What Went Wrong With Europe's AI Act?
Europe took the opposite approach. Rather than waiting for technology to mature, the European Union built the world's most comprehensive AI rulebook. The EU AI Act threw out Europe's traditional philosophy of flexible, principles-based regulation and tried to pin down a technology that moves faster than any legislature can keep up with.
The results have been discouraging. The European Commission missed its own deadlines for providing guidance on high-risk AI systems. Standards bodies tasked with developing technical requirements missed theirs too. Enforcement of the high-risk provisions has been pushed back 16 months to December 2027. Executives from major European companies including ASML, Airbus, Ericsson, Nokia, SAP, Siemens, and Mistral AI have publicly warned that the EU is regulating itself out of the global AI race.
Ironically, European compliance leaders are now more likely than their American counterparts to say that innovation should be allowed to lead the way. The continent that produced the EU AI Act is favoring regulatory restraint, while the home of Silicon Valley is showing a measurable appetite for Washington to write the rules first.
What Does a Better Approach Look Like?
The United Kingdom's Financial Conduct Authority (FCA) may be the first major regulator to acknowledge openly that the traditional approach is broken. In December 2025, FCA Chief Executive Nikhil Rathi declined to create new AI-specific rules, calling AI a technology where "the frontier is moving every three to six months." He went further, noting that "there needs to be a different relationship between regulator and regulated".
"There needs to be a different relationship between regulator and regulated," stated Nikhil Rathi, Chief Executive of the Financial Conduct Authority.
Nikhil Rathi, Chief Executive, Financial Conduct Authority
Rathi isn't proposing a refinement of the existing supervisory model. He's saying the model itself doesn't fit the technology. The old cycle of write, comply, update, repeat simply doesn't work at the speed of AI. The real takeaway is that models of regulation, not just regulations themselves, need to change for AI.
How Can Regulators and Banks Build a New Framework?
The answer is neither an innovation-led approach nor a regulation-first model, but a fundamentally different relationship between regulator and regulated. This relationship would be continuous, adaptive, and built for the speed of AI rather than the speed of legislation.
- Continuous Engagement: Rather than waiting for formal rule-making cycles, regulators and banks should engage in ongoing dialogue about emerging risks and opportunities in AI deployment.
- Documented Rationale: Banks should use AI where it makes sense, particularly to augment the process of detecting financial crime and reduce high-volume noise that often obscures meaningful signals during detection.
- Regular Performance Checks: Banks should demonstrate they have the means to regularly check if AI performs as intended, exactly what banks should be doing with any form of control framework.
- Adaptive Standards: Rather than prescriptive rules that become outdated in months, regulators should establish principles and let banks demonstrate compliance through documented processes that evolve with the technology.
No major jurisdiction has fully defined what this looks like yet.
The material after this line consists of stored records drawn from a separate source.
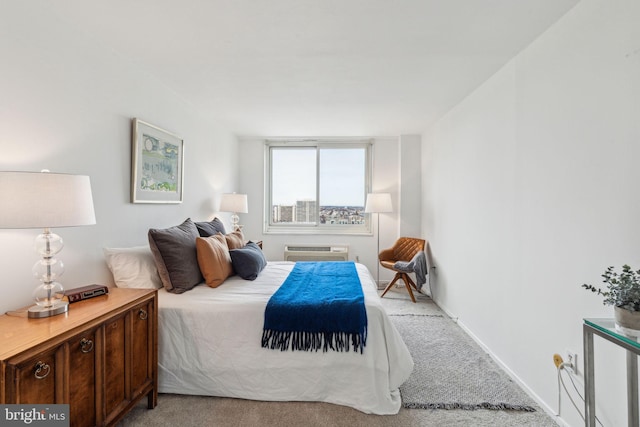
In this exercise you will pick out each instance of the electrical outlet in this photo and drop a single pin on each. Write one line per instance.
(572, 357)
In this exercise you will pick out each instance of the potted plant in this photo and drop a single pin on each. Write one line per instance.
(623, 292)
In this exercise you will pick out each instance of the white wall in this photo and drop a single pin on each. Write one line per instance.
(388, 162)
(66, 105)
(531, 189)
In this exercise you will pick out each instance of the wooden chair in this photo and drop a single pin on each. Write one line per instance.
(404, 249)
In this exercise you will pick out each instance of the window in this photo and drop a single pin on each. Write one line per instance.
(317, 187)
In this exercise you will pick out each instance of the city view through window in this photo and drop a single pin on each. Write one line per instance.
(318, 186)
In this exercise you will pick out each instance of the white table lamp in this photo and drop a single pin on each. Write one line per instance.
(46, 200)
(235, 203)
(378, 203)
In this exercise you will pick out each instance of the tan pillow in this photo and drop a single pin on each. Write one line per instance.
(235, 240)
(214, 259)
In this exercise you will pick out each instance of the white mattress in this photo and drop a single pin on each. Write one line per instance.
(210, 344)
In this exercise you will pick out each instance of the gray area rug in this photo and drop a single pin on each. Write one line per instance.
(451, 371)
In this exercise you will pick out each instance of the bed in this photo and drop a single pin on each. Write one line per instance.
(210, 344)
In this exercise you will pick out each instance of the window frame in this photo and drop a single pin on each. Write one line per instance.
(319, 144)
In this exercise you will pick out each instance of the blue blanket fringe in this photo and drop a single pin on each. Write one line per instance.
(320, 306)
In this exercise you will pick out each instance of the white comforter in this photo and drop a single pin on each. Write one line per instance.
(209, 344)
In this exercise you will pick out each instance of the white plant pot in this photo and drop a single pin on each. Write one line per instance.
(628, 322)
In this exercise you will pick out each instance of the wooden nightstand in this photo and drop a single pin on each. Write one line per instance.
(101, 357)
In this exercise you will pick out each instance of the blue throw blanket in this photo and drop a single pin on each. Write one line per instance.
(320, 305)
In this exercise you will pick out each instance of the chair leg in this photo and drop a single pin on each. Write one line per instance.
(395, 279)
(408, 284)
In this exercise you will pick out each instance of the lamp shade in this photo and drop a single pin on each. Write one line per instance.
(232, 202)
(378, 203)
(45, 200)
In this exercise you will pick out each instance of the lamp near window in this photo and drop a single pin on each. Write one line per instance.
(378, 203)
(46, 200)
(235, 203)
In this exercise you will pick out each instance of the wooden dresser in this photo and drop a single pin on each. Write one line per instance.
(101, 357)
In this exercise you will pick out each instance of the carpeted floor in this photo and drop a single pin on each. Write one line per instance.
(188, 411)
(451, 371)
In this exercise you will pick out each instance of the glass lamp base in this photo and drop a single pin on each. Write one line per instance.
(58, 308)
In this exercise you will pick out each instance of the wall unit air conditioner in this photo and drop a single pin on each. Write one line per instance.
(316, 253)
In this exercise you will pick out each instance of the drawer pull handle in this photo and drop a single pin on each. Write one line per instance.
(41, 370)
(86, 345)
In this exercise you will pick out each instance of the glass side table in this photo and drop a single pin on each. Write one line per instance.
(606, 329)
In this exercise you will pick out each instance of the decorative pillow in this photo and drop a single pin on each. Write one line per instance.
(133, 267)
(174, 250)
(235, 240)
(210, 228)
(248, 261)
(214, 259)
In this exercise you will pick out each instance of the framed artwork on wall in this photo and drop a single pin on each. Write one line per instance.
(157, 162)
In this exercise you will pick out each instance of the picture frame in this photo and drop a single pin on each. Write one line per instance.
(157, 164)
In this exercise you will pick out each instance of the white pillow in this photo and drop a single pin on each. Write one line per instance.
(133, 267)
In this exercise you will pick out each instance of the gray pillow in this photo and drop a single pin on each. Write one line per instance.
(248, 261)
(210, 228)
(174, 250)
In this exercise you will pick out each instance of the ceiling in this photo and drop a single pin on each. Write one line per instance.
(317, 67)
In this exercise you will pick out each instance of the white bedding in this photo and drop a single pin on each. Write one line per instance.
(210, 344)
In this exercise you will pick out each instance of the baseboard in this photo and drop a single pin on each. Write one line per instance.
(550, 411)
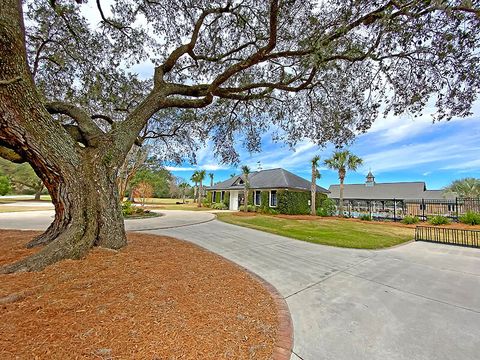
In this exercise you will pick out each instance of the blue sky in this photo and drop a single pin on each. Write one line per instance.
(395, 149)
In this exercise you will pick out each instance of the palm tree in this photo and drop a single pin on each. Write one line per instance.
(246, 172)
(184, 186)
(315, 175)
(201, 176)
(343, 161)
(194, 178)
(466, 188)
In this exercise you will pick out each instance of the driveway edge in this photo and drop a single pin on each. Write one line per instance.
(284, 344)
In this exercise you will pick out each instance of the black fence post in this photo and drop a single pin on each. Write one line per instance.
(394, 210)
(456, 207)
(423, 210)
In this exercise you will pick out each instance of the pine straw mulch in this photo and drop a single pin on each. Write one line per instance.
(158, 298)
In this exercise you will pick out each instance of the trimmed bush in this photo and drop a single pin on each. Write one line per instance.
(226, 199)
(365, 217)
(208, 198)
(293, 202)
(127, 208)
(410, 220)
(219, 206)
(250, 208)
(470, 218)
(438, 220)
(326, 207)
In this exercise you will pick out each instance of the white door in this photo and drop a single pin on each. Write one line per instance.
(234, 200)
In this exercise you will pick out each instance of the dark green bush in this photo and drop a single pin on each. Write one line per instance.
(219, 206)
(293, 202)
(365, 217)
(250, 208)
(438, 220)
(410, 220)
(470, 218)
(326, 207)
(127, 208)
(226, 198)
(209, 198)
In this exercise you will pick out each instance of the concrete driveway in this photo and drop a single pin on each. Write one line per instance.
(417, 301)
(39, 220)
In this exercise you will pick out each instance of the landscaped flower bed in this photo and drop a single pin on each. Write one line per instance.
(158, 298)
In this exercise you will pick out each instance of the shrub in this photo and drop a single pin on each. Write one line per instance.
(326, 207)
(226, 198)
(250, 208)
(410, 220)
(470, 218)
(219, 206)
(439, 220)
(293, 202)
(127, 208)
(365, 217)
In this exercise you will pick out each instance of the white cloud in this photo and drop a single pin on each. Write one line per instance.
(394, 129)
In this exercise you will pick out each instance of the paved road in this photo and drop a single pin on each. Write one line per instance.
(417, 301)
(39, 220)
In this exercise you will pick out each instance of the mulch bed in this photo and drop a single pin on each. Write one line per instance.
(158, 298)
(452, 225)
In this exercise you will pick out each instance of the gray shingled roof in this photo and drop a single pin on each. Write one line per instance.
(385, 191)
(268, 179)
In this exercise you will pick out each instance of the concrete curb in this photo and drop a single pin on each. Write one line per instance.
(284, 344)
(176, 226)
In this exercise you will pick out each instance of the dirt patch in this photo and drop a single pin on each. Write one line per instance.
(158, 298)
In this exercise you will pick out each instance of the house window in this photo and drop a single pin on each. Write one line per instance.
(273, 198)
(257, 198)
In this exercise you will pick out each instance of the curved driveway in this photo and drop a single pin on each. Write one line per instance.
(417, 301)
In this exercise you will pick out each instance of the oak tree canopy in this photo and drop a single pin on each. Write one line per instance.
(71, 105)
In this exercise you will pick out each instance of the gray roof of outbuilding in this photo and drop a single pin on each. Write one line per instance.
(385, 191)
(268, 179)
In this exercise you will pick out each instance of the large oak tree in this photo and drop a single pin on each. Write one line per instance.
(321, 70)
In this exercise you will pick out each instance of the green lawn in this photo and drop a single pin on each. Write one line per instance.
(327, 231)
(171, 204)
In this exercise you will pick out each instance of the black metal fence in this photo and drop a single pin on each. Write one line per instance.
(396, 210)
(450, 236)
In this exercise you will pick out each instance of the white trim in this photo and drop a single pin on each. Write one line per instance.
(255, 197)
(270, 198)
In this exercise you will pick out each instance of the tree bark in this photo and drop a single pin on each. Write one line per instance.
(80, 179)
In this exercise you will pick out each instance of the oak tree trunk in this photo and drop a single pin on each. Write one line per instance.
(81, 179)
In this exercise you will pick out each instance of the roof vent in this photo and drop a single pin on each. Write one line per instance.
(370, 179)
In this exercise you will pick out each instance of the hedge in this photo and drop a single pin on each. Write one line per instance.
(288, 202)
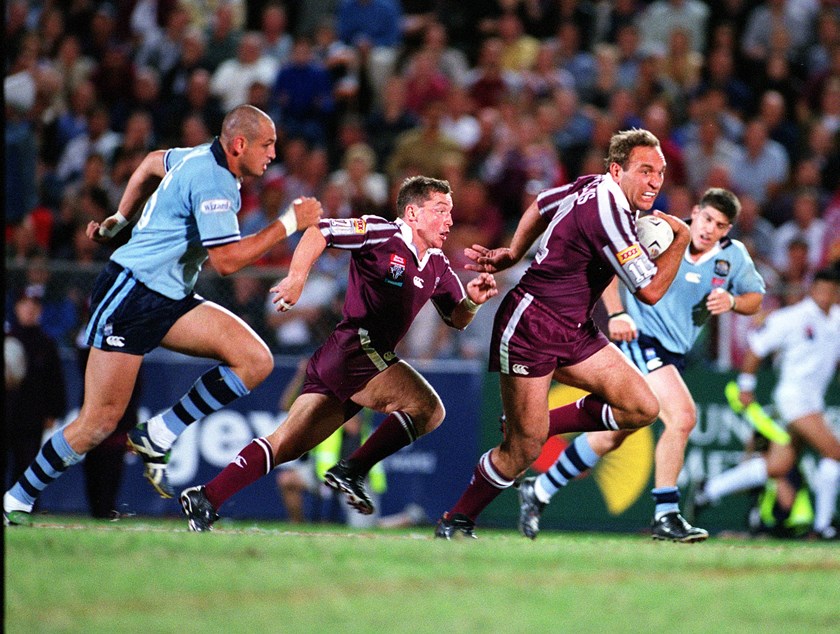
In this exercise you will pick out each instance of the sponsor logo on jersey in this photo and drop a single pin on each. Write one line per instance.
(347, 226)
(115, 341)
(722, 267)
(396, 270)
(630, 253)
(215, 206)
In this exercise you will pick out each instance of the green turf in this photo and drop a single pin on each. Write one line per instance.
(144, 575)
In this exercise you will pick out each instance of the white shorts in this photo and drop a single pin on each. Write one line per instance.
(792, 403)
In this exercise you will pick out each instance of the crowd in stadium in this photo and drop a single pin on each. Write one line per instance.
(501, 98)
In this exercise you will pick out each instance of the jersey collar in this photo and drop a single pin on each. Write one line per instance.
(219, 153)
(407, 236)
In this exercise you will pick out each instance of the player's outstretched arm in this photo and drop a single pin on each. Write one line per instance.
(668, 263)
(479, 290)
(141, 185)
(288, 291)
(229, 258)
(485, 260)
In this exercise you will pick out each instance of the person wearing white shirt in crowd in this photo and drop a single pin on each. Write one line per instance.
(806, 340)
(233, 77)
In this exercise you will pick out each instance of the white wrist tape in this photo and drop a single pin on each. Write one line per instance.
(121, 221)
(288, 218)
(470, 305)
(747, 382)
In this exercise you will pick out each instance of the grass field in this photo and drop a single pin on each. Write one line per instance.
(69, 574)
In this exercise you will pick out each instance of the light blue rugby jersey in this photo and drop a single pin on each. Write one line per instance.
(677, 318)
(193, 208)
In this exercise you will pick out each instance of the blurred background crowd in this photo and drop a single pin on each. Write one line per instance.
(503, 98)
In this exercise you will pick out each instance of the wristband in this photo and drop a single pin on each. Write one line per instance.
(288, 218)
(470, 305)
(747, 382)
(121, 221)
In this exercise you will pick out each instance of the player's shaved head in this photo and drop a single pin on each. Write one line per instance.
(246, 121)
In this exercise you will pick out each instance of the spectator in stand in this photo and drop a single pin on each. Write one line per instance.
(233, 77)
(197, 100)
(223, 37)
(301, 95)
(458, 121)
(657, 119)
(424, 82)
(451, 61)
(373, 28)
(681, 63)
(574, 130)
(163, 51)
(421, 150)
(579, 62)
(719, 72)
(114, 78)
(74, 67)
(754, 230)
(519, 50)
(773, 111)
(99, 139)
(273, 26)
(817, 57)
(389, 120)
(174, 81)
(761, 167)
(366, 189)
(709, 148)
(662, 17)
(613, 16)
(488, 83)
(69, 124)
(544, 76)
(805, 225)
(767, 20)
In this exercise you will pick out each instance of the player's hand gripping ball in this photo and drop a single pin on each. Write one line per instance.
(655, 235)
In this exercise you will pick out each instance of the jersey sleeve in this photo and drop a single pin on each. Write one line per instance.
(747, 279)
(448, 293)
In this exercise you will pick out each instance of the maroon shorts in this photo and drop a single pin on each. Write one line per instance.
(344, 364)
(530, 340)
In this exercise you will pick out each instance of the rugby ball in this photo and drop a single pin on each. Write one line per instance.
(655, 235)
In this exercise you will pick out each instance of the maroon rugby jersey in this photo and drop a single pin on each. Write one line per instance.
(387, 284)
(591, 236)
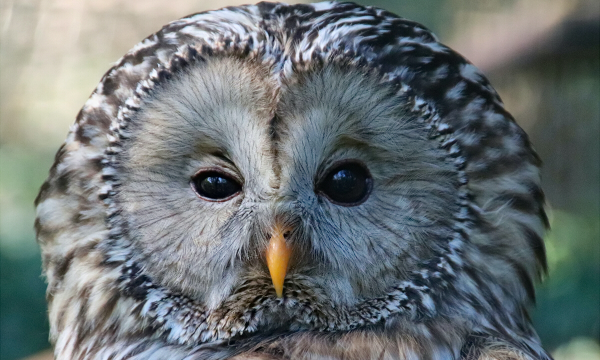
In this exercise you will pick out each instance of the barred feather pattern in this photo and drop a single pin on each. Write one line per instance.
(467, 302)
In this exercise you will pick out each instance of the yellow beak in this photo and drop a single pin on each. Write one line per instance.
(278, 256)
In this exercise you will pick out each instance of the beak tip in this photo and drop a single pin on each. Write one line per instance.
(278, 255)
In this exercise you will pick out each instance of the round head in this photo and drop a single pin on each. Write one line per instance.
(273, 168)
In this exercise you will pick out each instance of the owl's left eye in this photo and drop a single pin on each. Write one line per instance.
(347, 184)
(214, 185)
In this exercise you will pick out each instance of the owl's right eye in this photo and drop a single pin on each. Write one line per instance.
(214, 185)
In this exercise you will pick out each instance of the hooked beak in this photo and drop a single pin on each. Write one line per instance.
(278, 256)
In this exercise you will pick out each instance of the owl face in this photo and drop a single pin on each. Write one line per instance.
(215, 162)
(275, 179)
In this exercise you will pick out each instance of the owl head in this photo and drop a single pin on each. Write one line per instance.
(251, 177)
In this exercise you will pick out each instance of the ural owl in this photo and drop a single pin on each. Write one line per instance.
(269, 181)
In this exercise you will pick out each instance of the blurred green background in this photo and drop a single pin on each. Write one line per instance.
(541, 55)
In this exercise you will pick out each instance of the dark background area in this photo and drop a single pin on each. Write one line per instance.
(541, 55)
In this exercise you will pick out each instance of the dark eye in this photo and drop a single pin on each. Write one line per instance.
(347, 184)
(214, 185)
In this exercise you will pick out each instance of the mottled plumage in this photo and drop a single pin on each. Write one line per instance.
(436, 258)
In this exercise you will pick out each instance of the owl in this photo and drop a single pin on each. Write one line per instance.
(273, 181)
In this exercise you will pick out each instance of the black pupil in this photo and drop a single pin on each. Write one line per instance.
(348, 184)
(214, 185)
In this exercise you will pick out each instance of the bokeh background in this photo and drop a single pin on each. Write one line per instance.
(541, 55)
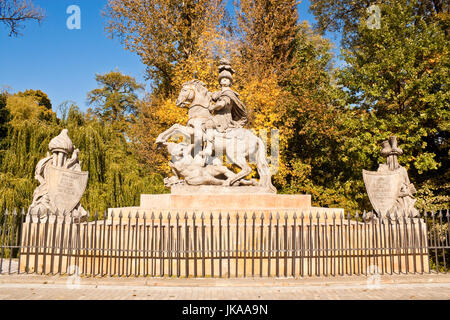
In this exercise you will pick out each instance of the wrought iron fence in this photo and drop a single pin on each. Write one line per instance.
(217, 244)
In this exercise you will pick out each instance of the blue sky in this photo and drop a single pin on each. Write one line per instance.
(63, 62)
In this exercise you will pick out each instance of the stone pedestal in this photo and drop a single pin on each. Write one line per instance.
(216, 200)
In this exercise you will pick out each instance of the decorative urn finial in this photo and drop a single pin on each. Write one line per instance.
(61, 143)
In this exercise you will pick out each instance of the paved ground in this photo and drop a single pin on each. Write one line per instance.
(386, 287)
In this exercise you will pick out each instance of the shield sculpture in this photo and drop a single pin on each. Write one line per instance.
(383, 189)
(65, 187)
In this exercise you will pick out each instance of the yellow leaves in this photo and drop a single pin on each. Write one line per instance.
(168, 113)
(26, 109)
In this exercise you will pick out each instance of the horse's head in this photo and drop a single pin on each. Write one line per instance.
(179, 151)
(193, 93)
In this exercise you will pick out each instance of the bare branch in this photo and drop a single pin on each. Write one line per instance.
(14, 13)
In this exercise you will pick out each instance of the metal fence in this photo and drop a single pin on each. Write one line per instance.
(215, 244)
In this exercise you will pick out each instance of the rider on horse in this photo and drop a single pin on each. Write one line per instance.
(228, 111)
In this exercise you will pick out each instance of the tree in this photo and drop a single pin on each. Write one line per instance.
(163, 33)
(13, 13)
(267, 30)
(41, 97)
(28, 107)
(116, 99)
(345, 15)
(4, 121)
(396, 81)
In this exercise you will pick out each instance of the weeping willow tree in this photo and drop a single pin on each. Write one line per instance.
(116, 178)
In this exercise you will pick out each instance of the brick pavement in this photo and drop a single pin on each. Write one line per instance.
(389, 287)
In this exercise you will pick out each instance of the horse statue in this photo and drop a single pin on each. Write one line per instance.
(236, 143)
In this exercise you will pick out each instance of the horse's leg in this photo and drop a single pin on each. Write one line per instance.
(262, 165)
(176, 128)
(241, 162)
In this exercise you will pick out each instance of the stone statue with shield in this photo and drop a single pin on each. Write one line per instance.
(61, 181)
(389, 189)
(215, 128)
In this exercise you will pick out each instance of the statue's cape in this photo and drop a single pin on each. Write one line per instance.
(238, 110)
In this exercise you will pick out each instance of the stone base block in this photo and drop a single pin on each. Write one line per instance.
(225, 201)
(187, 189)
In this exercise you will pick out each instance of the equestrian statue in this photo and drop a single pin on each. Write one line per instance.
(215, 128)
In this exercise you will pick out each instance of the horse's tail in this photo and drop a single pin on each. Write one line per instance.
(263, 166)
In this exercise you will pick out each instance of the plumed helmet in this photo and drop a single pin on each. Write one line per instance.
(225, 74)
(395, 149)
(386, 148)
(225, 70)
(61, 143)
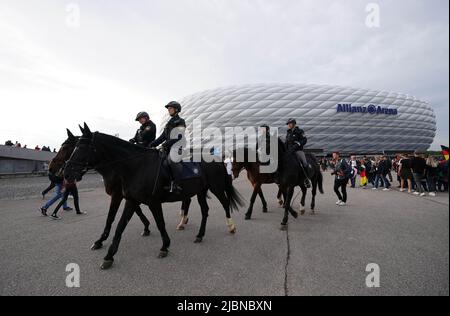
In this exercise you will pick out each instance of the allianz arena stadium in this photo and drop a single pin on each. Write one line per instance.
(334, 118)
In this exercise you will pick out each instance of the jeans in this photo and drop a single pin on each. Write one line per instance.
(353, 180)
(378, 179)
(55, 198)
(432, 181)
(384, 181)
(65, 197)
(418, 180)
(341, 184)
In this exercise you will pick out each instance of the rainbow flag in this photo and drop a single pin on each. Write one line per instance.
(445, 152)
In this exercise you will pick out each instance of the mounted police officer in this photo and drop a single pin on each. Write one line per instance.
(295, 142)
(172, 134)
(146, 134)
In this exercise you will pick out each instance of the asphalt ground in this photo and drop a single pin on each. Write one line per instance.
(322, 254)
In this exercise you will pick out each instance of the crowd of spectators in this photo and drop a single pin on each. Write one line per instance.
(417, 174)
(37, 148)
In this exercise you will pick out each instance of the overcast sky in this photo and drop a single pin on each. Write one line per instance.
(129, 56)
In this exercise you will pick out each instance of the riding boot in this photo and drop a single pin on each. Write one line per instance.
(307, 175)
(175, 188)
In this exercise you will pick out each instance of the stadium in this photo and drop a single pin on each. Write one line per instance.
(359, 121)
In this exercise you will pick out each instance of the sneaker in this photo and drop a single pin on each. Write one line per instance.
(43, 211)
(55, 217)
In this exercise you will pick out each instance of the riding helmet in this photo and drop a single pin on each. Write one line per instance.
(291, 121)
(175, 105)
(141, 115)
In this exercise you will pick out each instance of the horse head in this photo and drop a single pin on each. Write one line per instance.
(64, 153)
(82, 158)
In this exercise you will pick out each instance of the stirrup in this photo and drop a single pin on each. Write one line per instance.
(174, 188)
(308, 183)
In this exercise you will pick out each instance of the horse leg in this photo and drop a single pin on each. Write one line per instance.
(205, 213)
(256, 188)
(287, 206)
(226, 205)
(124, 220)
(116, 199)
(314, 193)
(157, 212)
(303, 200)
(184, 214)
(263, 200)
(279, 197)
(144, 221)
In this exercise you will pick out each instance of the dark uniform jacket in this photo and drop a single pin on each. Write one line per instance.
(165, 139)
(145, 135)
(295, 139)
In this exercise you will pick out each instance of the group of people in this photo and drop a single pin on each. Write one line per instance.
(145, 136)
(417, 173)
(9, 143)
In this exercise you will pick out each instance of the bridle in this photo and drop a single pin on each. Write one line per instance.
(82, 143)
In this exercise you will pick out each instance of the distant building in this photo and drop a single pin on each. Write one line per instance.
(334, 118)
(19, 160)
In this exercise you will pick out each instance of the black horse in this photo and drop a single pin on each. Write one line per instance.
(291, 175)
(257, 179)
(143, 181)
(112, 186)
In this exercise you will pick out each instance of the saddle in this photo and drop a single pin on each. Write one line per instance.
(182, 170)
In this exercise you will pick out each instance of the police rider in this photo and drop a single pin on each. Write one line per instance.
(146, 134)
(177, 124)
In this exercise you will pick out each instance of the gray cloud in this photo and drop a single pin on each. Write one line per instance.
(156, 51)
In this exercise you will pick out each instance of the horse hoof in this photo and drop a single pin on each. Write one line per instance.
(96, 246)
(107, 265)
(163, 254)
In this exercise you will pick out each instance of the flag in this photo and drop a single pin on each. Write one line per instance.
(445, 152)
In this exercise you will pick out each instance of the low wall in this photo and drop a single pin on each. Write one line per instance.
(23, 161)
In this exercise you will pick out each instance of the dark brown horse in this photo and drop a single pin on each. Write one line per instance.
(257, 179)
(144, 182)
(112, 186)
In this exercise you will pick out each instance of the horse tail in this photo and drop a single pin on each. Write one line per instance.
(235, 198)
(320, 182)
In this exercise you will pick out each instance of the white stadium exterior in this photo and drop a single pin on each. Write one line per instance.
(334, 118)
The EU's AI Act was Europe's attempt to be a trailblazer, but they ended up needing to backtrack on the scope of the legislation. Rathi has not indicated that the FCA is moving in this direction yet, but industry observers expect to see some consultations in the second half of 2026 that move the industry toward this new model.
The honest reality, as Rathi has noted, is that none of us truly knows how much or how quickly AI is going to develop over the coming years. That's why now is the time to test out hypotheses and engage with regulators. The best way to predict the future is to invent it, not to legislate it.